A running friend shared a great article yesterday evening, and it really resonated with me. You can read it here, if you are interested. It was about how slow is all relative and how we need to stop being so hard on ourselves and just believe that we can be great. I took that to heart last night and woke up today feeling ready to run.
I went about my day, which happened to involve a trip to the allergist because I'm getting some patch testing done this week. They got my patches, all 36 of them, situated on my back and taped things into place. Then the nurse told me I couldn't shower until I have them removed on Thursday, and that I could not run tonight because they would fall off. SAY WHAT, LADY?!?!?!? I could not abide by either of those things....simply could not.
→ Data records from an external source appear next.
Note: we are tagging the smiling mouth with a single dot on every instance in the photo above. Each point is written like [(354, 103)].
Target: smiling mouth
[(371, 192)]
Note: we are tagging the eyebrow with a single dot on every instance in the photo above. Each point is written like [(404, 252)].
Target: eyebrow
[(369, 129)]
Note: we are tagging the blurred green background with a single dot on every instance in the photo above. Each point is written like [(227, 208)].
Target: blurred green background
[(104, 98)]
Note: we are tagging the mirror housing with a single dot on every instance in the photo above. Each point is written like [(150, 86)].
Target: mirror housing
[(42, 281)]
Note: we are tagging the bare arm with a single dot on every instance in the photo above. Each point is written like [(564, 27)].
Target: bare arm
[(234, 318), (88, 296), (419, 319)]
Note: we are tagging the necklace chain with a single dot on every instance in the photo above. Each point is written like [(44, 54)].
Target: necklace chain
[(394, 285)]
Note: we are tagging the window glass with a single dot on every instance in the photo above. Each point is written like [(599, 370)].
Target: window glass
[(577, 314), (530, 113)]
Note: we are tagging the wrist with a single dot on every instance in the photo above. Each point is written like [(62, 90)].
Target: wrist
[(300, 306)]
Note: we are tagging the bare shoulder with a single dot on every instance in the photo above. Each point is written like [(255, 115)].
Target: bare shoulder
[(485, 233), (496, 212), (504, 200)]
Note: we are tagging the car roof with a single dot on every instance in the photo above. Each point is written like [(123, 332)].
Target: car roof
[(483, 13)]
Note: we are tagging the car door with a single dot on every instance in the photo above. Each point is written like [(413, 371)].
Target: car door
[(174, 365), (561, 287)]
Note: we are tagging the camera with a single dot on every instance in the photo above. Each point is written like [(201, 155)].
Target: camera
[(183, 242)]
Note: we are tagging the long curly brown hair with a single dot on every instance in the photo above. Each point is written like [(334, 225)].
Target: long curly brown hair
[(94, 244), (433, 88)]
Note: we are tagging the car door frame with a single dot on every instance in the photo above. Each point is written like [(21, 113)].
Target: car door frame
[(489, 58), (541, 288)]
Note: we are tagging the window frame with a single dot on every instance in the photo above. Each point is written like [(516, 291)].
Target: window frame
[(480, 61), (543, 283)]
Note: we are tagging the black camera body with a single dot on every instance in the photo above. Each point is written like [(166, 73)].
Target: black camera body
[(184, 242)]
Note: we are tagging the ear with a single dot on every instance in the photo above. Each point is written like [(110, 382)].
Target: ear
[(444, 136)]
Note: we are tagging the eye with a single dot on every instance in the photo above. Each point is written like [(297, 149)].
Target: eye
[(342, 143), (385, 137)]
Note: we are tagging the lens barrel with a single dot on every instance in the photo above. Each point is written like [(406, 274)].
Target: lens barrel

I stopped at the store on my way home from the allergist and bought some heavy duty water-proof tape. I was running my freaking race tonight, thank you very much! How could I not do this race? It's not everyday that a girl who went crazy and started running gets to run in a race called Running Mad after all!
We were scheduled to head out at 7pm. The race was part of a virtual race for the Moms Run This Town national group. My local chapter (which is awesomesauce, by the way!) had the half marathoners do their race last weekend, so it was just the 10k people who could make it tonight....so all in all, there were 5 of us running. Not the same as a big race like my first 5k last month, but to me, it was just as big of a deal. This was me, climbing another mountain on this running journey.
The route was a fairly straight out and back with a few decent hills. By the time I hit the halfway point, I knew I had this thing. I was feeling good. My breathing was steady and I was maintaining a comfortable pace consistently. I knew I would be able to finish without walking, and that alone was enough to keep me going. The weather was lovely and I rocked out to some great tunes (like the lovely Gangnam Style added by my son) as I just ran.
Yes, I was at the back of the pack and guess what? I didn't even care! Those people running ahead of me all had way more than 3 months of running experience under their belts. And do you know what those amazing ladies did for me? As I headed into the last quarter mile or so, they came back to join me so I didn't finish alone. I can never put into words what that meant to me. These people, most of whom I've met just once or twice before, rallied me on and ran with me as I finished my first 10k. And even though I was technically in last place, I felt like a winner. Because really, for me, it was a win. I finished and I ran the whole time. Even a few short weeks ago I wasn't sure if I'd be able to run it all, and I DID!
3 months ago, I started running because I lost my mind one day. I could barely run for 1 minute straight and felt like I would surely die. Today, I finished my first 10k race in 1 hour, 24 minutes, and 25 seconds. That is a pretty darn big deal, I think.
I even earned my first ever medal. And for the record when my 6 year old asked me if I got last place, I told her that technically I did...but I think I prefer to say I got 5th place. It *is* true after all, and 5th place has a much nicer ring to it. Don't you think? ;-)
(And YES for anyone wondering, I DID bathe tonight after the race as well! If I was going to break the rules from the Dr. to run, I figured I needed to go all in and be a clean rule-breaker.)

Well done Jen!! You did it!!! What an inspiration you are!